# Circuito ac para alimentar diodos Led blancos a 5W



## samphantom300 (Jul 7, 2008)

Hola amigos del foro;

Estoy creando un circuito de AC que alimente 8 diodos led luz blanca a 5W cada uno y con un consumo de 1.4A @ 3.3v cada uno para su maxima brillantez, he visto otros circuitos en otros portales para 1 Watt solamente pero ningun otro presenta algo para lo que quiero hacer.

El diodo led que uso lo pueden encontrar en www.digikey.com es el modelo LW W5AP de OSRAM.

He pensado en utilizar mosfet ya que pueden aguantar grandes cantidades de carga con un regulador LM350T para 5A y connectar 3 en serie y multiplicar por 3 el circuito pero si se pudiera hacer en uno solo para reducir espacio.

Si alguien del foro sabe como connectarlos se los agradecere mucho.
De antemano gracias.


----------



## elaficionado (Jul 7, 2008)

Hola.
Cuál es el voltaje de entrada AC.
Chao.
elaficionado.


----------



## Chico3001 (Jul 7, 2008)

Yo usaria un HV9910B de Supertex... soportan hasta 450VDC de entrada y te dan el voltaje que necesites a la salida y son echos para ese tipo de aplicaciones, el unico inconveniente es que no son aislados por lo que si algo se pone en corto puedes quemar todo el PCB 

http://www.supertex.com/Feature_HV9910B.html

Es bien facil de conectar.. solo requiere unos minimos componentes para funcionar

Saludos..


----------



## samphantom300 (Jul 8, 2008)

Lo olvide, el voltaje AC es de la linea de tomacorriente o sea 127V AC.
Se tiene que rectificar el voltaje AC de entrada a DC
Me han pedido que conecte 8 de estos diodos led juntos, lo que equivaldria a usar 26.4volts DC para todos los diodos esto es 3.3v DC cada uno, se que para todos ellos 1.4A seria la misma corriente.
Pero el problema es que dispositivos usar para regular esta tension de entrada y que se regule a 26.4v Dc.
Tal vez me estoy estresando mucho amigos, tal vez es algo sencillo de hacer pero ya me sature, su ayuda es requerida para este proyecto.
Gracias


----------



## pepechip (Jul 8, 2008)

Utiliza un transformador con salida a 24v, los cuales al pasarlos a continua te proporcionaran mas de 30v.
Para la regulacion puedes utilizar el LM350K en configuracion de intensidad constante, de modo que los 8 led iran en serie.


----------



## samphantom300 (Jul 8, 2008)

Gracias pepechip, pero el proyecto no tiene que usar ningun transformador todo viene de la alimentacion de tomacorriente 127V ac y de ahi reducirlo con capacitor y resistores y diodos zener 5W al menos para atenuar la entrada, bueno tengo la idea pero no se como implementarlos.

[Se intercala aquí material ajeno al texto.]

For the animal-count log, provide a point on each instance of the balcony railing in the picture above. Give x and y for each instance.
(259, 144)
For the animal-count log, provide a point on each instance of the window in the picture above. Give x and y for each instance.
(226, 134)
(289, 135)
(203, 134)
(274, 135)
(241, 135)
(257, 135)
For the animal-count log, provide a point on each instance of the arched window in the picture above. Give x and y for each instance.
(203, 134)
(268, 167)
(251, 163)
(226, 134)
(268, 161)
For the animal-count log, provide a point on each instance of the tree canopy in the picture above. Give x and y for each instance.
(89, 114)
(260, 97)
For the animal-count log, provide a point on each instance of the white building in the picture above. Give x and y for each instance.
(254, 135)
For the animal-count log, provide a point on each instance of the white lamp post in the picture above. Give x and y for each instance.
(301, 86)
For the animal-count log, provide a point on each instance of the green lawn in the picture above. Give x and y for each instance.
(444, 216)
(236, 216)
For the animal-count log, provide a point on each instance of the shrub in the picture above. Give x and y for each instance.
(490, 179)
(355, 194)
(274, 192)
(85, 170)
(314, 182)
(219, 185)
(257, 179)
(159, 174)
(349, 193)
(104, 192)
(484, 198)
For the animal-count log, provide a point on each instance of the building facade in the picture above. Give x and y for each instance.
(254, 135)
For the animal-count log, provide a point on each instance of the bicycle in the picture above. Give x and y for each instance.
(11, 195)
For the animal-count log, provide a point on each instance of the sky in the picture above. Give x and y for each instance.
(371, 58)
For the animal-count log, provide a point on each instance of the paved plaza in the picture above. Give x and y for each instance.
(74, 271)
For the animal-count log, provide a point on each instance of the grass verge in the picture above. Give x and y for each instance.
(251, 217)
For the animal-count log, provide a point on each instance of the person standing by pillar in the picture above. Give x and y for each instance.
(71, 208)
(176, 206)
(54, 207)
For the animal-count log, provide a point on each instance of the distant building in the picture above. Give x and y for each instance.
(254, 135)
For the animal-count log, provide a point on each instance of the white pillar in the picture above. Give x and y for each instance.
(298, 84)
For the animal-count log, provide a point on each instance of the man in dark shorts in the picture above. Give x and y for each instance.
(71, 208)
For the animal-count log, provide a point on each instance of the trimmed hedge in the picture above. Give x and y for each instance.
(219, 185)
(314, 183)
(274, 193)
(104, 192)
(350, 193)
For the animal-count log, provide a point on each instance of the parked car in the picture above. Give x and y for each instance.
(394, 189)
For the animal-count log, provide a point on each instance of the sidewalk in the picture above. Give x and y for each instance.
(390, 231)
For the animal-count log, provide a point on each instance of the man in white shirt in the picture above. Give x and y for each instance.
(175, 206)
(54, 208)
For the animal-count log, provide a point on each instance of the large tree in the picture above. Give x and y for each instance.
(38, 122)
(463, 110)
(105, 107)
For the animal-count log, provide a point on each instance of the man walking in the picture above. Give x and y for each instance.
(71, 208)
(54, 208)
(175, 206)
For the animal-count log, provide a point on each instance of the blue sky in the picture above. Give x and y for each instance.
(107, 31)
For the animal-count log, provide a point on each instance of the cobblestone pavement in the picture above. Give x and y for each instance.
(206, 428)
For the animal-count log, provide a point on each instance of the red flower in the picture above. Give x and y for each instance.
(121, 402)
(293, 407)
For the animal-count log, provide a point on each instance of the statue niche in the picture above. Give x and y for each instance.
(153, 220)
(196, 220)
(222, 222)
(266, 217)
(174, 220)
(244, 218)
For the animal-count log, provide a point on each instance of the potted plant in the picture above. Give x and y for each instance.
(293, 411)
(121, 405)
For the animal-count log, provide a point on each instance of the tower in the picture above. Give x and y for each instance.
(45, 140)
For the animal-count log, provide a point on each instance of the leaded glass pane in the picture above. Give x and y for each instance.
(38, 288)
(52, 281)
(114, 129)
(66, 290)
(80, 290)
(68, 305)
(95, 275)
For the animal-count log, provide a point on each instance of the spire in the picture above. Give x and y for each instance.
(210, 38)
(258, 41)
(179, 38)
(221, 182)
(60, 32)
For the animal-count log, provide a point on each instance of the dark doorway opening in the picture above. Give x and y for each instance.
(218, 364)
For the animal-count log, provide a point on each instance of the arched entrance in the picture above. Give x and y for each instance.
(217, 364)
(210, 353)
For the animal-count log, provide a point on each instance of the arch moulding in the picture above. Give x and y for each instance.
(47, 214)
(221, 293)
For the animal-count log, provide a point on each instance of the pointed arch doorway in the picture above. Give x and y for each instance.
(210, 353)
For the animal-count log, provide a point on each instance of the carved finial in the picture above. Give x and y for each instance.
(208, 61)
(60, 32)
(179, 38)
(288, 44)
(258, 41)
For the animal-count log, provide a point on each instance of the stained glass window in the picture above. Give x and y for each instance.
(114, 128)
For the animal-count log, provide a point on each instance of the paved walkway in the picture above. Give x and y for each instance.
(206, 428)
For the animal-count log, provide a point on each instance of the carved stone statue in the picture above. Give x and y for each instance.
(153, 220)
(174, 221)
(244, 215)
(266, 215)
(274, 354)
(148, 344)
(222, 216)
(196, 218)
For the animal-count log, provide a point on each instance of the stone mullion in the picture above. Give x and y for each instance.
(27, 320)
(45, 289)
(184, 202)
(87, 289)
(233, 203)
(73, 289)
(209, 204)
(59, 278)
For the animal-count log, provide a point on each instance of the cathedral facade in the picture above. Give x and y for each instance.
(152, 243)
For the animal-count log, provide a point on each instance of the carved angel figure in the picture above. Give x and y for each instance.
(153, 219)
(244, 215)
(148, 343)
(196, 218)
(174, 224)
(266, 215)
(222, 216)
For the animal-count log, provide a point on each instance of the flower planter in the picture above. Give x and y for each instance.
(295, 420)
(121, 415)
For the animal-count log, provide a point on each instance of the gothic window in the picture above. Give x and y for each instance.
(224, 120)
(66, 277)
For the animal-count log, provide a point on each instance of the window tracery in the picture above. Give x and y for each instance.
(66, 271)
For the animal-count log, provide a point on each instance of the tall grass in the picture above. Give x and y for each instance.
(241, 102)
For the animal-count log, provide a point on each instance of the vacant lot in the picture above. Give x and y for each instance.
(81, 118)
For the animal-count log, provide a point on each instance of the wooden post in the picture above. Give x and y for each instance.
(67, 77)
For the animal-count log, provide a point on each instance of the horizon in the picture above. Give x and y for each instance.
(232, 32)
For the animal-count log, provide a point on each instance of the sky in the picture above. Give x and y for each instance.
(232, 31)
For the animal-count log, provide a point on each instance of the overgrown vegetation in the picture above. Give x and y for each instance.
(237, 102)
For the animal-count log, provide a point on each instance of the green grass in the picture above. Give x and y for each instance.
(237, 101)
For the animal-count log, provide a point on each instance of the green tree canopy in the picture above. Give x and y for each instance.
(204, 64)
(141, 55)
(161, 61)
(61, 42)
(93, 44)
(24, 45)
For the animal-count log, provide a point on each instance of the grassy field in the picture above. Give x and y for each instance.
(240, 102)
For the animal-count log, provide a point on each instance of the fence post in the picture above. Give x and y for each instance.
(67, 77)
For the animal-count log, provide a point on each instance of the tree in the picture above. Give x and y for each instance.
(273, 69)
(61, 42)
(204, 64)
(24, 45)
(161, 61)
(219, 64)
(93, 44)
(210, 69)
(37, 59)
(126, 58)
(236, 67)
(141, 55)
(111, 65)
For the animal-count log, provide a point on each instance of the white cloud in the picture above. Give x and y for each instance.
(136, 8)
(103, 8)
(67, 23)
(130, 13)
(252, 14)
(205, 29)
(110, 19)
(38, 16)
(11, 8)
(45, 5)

Gracias de nuevo pepechip.


----------



## elaficionado (Jul 8, 2008)

Hola samphantom300.
Mira aquí:
https://www.forosdeelectronica.com/posts/114737/
Hay un archivo llamado lampara de LEDs en PDF.
Creo que es lo que estás buscando.
Suerte.
Chao.
elaficionado.


----------



## samphantom300 (Jul 8, 2008)

Gracias elaficionado:

Hay un pequeño y gran problema, el pequeño es que son 8 leds solamente, el gran problema es que cada uno de ellos consume 5W y para lograrlo se tiene que administrar 1.4A por 3.3v cada uno, obviamente la coriente es la misma, lo que se quiere hacer es quitar un foco de luz de esos de la calle y poner este circuito en ellos, se comprobo con DC que tenia mas luminancia estos 8 leds que el foco de 300w de la calle y con menos consumo claro esta.

Si tan solo pudiera configurar o diseñar la entrada de AC para regular estos 8 leds.....


----------



## pepechip (Jul 8, 2008)

Este esquema lo tenia guardado, el cual fue subido por otro compañero del foro. Como no recuerdo el enlace lo vuelvo a subir.
Puedes modificarlo para conseguir la tension que desees.


----------



## Chico3001 (Jul 8, 2008)

con el HV9910 solo tienes que rectificar la AC de entrada para convertirla en DC, y filtarla con un capacitor de alto voltaje, incluso en la pagina del fabricante tienen un circuito de demostracion donde alimentan desde AC sin necesidad de transformador...


----------